How does the cause belief dimension affect illness representation? 

Patients develop ideas about the cause of their illness (genetic, lifestyle, environment, chance) which influences their expectations of treatment. Adherence to treatment and advice is influenced by the degree of consistency with their expectations. 

Causal beliefs also influence the emotional response to illness e.g. cancer - self blame, genetic - helplessness

12

How does the belief dimension of time affect illness representation?

The three main timelines for illness are acute, chronic and cyclical. 

A mismatch in perceived time and the natural course of illness can affect compliance with medication 
e.g. hypertension is believed to arise only when stressed, therefore negates the need to take medication

13

How can beliefs about consequences affect illness representation?

Consequences include:
Perceived effects of an illness on the patient's life (identity, social relationships, finance)

The perceived severity of the consequences

 

Perceived severity of consequences can be prognostic, patients who perceive consequences as mroe severe tend to have longer hospital stays, longer recovery, greater disability and psychological morbidity. 

14

How do beliefs about the treatment of an illness affect illness representation?

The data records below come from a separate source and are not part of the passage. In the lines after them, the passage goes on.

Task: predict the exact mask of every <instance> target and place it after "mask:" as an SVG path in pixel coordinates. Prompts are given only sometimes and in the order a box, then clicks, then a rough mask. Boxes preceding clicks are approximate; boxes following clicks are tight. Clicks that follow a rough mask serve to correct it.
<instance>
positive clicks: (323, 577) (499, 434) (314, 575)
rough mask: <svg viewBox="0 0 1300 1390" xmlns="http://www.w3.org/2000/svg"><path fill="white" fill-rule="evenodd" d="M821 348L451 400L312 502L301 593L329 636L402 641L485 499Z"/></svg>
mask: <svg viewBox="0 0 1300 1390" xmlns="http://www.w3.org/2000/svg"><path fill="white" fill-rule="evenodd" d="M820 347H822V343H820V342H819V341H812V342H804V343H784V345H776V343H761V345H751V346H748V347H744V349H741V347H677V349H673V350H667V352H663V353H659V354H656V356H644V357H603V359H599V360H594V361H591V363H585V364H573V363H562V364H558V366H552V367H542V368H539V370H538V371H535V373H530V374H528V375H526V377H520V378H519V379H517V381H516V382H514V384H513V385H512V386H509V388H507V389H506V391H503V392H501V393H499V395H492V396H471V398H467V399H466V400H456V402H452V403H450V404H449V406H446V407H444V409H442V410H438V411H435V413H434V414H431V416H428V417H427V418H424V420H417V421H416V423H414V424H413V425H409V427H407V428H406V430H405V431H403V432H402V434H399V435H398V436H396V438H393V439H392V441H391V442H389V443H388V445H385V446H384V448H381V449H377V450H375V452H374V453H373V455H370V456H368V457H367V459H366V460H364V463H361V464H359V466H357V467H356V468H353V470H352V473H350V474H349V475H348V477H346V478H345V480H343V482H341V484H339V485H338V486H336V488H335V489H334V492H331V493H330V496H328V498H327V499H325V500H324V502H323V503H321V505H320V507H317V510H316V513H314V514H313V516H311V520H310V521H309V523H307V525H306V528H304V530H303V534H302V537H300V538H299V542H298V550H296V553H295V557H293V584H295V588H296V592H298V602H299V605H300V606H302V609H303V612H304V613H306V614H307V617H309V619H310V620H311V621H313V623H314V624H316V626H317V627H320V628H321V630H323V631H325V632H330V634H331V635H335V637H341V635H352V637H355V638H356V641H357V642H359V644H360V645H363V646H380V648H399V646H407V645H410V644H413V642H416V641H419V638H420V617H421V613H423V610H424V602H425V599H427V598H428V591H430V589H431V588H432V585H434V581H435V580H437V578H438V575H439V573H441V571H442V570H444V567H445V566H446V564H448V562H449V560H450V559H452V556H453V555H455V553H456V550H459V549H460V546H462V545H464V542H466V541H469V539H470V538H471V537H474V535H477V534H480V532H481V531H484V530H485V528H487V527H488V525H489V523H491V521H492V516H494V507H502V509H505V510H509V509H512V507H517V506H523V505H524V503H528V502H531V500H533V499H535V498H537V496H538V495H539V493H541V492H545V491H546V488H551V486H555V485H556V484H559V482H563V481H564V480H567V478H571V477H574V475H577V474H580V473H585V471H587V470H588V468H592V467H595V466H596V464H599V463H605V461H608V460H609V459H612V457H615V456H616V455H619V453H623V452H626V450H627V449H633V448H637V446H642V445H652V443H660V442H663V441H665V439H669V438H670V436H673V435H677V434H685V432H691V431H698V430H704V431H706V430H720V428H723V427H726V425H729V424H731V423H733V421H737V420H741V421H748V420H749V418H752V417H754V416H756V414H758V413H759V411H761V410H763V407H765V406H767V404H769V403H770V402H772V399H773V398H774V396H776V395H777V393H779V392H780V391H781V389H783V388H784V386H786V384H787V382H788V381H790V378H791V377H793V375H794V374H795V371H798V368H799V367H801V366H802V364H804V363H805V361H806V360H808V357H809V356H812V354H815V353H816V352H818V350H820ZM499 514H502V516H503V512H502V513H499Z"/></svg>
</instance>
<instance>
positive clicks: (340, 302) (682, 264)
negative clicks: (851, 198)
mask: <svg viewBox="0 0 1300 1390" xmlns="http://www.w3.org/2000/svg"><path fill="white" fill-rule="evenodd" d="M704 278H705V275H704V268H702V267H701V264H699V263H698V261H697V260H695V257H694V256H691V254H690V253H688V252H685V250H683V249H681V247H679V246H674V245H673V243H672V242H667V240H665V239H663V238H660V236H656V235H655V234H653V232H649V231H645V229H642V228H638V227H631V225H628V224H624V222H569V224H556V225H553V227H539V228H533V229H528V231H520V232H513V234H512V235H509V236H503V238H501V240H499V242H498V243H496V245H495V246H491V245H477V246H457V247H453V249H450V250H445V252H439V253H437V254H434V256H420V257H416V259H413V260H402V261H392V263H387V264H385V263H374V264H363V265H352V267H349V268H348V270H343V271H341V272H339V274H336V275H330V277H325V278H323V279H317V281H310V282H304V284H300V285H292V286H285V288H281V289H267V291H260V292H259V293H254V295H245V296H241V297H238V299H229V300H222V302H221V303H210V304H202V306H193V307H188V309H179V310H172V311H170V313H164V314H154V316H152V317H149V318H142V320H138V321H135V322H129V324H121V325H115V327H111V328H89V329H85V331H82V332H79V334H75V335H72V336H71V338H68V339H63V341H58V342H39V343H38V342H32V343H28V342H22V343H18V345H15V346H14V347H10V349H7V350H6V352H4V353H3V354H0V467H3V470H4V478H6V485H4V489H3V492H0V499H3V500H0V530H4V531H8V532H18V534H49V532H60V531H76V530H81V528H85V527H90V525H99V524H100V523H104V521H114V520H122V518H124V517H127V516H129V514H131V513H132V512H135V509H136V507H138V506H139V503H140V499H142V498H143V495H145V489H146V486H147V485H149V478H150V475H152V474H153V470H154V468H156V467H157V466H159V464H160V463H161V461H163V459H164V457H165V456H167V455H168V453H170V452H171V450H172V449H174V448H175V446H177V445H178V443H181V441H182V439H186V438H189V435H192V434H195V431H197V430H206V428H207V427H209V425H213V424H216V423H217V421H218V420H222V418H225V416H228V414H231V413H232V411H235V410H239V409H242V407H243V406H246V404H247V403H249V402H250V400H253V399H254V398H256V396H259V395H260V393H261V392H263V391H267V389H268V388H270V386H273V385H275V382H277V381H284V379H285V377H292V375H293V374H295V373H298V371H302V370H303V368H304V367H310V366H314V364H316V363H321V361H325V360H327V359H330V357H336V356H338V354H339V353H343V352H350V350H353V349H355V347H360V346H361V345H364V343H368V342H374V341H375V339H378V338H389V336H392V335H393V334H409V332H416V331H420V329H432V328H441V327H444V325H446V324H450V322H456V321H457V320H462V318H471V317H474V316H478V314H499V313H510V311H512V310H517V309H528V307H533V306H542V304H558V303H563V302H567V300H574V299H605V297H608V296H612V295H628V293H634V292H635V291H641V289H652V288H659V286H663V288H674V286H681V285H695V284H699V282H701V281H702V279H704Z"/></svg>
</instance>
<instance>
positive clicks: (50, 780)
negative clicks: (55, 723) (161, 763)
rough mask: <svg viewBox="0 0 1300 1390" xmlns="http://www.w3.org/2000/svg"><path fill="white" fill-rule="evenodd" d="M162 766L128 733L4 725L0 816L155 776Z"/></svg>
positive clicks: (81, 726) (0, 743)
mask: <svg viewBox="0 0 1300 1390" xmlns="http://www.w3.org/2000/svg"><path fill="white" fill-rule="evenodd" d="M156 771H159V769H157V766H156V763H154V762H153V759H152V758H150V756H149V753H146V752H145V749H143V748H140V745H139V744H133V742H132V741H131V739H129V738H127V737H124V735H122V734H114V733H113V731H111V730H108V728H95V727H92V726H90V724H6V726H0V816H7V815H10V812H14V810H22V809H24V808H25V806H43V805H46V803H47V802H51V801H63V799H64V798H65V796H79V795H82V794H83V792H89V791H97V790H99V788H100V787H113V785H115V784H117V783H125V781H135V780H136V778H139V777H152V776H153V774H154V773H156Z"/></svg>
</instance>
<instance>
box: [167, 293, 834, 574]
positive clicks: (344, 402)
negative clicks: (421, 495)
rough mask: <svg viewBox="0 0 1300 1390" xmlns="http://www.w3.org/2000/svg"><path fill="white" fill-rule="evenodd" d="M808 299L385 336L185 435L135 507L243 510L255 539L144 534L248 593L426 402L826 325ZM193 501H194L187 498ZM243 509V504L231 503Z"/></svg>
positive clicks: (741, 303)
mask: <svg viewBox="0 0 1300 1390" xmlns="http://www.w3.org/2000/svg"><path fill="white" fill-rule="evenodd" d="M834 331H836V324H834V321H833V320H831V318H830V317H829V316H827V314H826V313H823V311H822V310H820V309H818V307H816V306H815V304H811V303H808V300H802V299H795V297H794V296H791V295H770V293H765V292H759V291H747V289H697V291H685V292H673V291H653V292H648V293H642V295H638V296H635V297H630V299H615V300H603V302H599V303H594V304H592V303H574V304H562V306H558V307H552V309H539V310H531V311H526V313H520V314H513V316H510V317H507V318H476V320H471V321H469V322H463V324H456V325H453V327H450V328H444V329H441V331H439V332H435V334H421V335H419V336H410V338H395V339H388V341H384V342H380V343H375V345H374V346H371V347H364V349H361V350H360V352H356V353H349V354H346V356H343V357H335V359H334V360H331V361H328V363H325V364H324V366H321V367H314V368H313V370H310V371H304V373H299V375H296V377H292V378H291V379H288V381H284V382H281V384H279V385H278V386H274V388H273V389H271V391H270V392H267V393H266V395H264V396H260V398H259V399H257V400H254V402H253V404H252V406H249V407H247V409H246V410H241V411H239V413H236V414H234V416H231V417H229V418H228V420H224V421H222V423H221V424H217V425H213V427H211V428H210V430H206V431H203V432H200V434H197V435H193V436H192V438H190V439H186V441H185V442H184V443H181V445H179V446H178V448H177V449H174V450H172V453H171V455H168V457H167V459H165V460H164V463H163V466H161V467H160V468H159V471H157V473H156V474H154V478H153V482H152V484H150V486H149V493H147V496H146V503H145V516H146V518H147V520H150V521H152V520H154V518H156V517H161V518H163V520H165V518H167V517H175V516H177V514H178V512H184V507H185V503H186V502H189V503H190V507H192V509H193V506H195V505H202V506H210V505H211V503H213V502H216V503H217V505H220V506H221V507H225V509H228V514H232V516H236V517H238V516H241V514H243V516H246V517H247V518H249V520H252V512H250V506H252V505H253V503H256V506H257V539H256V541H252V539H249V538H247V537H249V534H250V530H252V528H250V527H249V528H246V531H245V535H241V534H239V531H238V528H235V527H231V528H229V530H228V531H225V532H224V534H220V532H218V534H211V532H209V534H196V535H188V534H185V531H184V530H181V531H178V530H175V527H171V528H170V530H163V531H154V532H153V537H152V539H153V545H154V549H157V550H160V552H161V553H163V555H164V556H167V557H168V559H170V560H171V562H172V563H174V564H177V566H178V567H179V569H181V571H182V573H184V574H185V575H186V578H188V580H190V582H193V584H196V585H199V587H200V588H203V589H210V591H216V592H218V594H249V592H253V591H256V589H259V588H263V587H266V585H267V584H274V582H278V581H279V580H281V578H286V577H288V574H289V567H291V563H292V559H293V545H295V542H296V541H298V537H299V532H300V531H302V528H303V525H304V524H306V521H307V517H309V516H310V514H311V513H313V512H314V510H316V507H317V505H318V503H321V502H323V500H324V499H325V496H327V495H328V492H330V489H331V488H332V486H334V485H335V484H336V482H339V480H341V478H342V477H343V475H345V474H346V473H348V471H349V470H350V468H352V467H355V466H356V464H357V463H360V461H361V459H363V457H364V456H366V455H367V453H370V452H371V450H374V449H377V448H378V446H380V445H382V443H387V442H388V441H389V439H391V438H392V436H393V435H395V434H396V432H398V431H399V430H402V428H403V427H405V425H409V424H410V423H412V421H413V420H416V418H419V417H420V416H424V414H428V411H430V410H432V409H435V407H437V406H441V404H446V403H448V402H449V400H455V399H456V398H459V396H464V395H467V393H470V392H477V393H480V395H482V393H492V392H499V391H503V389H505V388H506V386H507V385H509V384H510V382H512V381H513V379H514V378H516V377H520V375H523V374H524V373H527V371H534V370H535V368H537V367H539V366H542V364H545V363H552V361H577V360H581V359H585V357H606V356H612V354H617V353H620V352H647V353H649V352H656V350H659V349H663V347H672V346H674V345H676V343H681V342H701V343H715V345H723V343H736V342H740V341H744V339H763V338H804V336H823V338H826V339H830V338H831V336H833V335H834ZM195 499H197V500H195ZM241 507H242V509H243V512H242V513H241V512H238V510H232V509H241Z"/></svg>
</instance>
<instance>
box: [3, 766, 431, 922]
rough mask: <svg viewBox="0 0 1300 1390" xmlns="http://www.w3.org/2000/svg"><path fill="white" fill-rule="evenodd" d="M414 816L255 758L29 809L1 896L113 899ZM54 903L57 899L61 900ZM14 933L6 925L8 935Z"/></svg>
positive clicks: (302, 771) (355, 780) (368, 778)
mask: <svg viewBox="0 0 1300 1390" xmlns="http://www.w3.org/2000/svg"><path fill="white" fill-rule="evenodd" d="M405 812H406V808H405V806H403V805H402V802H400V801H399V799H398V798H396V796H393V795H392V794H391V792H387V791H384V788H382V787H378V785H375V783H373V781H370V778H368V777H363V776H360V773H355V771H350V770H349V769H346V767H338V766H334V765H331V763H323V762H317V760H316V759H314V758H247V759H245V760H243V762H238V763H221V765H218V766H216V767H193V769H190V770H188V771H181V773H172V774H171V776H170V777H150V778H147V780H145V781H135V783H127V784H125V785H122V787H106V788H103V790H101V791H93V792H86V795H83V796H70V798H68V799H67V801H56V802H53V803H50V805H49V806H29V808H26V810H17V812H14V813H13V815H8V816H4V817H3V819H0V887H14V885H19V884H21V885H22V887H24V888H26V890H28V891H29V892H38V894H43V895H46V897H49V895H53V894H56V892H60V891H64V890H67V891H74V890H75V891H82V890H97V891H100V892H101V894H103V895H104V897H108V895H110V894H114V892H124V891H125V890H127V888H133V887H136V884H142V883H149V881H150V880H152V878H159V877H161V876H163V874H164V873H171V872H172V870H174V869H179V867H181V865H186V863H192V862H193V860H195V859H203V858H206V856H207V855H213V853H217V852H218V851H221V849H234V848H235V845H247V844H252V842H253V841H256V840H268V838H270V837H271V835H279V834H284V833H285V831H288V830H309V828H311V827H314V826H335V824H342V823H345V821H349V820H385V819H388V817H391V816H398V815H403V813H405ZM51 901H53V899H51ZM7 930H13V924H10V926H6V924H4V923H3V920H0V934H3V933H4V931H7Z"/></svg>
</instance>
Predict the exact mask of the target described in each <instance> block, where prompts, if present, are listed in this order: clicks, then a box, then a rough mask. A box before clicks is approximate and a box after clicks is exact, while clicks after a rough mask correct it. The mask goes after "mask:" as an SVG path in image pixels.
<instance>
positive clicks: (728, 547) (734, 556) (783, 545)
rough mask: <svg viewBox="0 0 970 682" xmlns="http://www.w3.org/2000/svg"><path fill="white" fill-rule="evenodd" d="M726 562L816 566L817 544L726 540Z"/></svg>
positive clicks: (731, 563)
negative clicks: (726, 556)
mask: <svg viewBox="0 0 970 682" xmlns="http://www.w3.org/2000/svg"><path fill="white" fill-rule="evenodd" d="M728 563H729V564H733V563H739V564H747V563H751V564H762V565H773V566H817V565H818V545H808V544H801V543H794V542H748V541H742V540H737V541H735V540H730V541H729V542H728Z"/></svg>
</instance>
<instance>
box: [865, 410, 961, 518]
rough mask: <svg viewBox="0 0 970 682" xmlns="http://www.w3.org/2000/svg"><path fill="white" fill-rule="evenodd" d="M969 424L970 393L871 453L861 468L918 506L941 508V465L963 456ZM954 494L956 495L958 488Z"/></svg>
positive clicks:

Control-cure: beliefs about treatment for an illness and the effectiveness of treatment.

Patients who believe it is possible to control an illness are more likely to adapt to the consequences of the illness, attend rehab and adhere to treatment. 

15

Explain how the self-regulatory model can influnce a patient's illness behaviour

When a symptom arises, the patient interprets the symptom based on their perception of the symptom and social cues. This influences illness representations (identity of illness (diagnostic label), cause, timeline, consequences, cure or control)

The illness representations formed by the patient  initiate a coping response to deal with the situation and then appraisal to decide whether or not the coping response was effective.

The emotional response to illness influences all four components.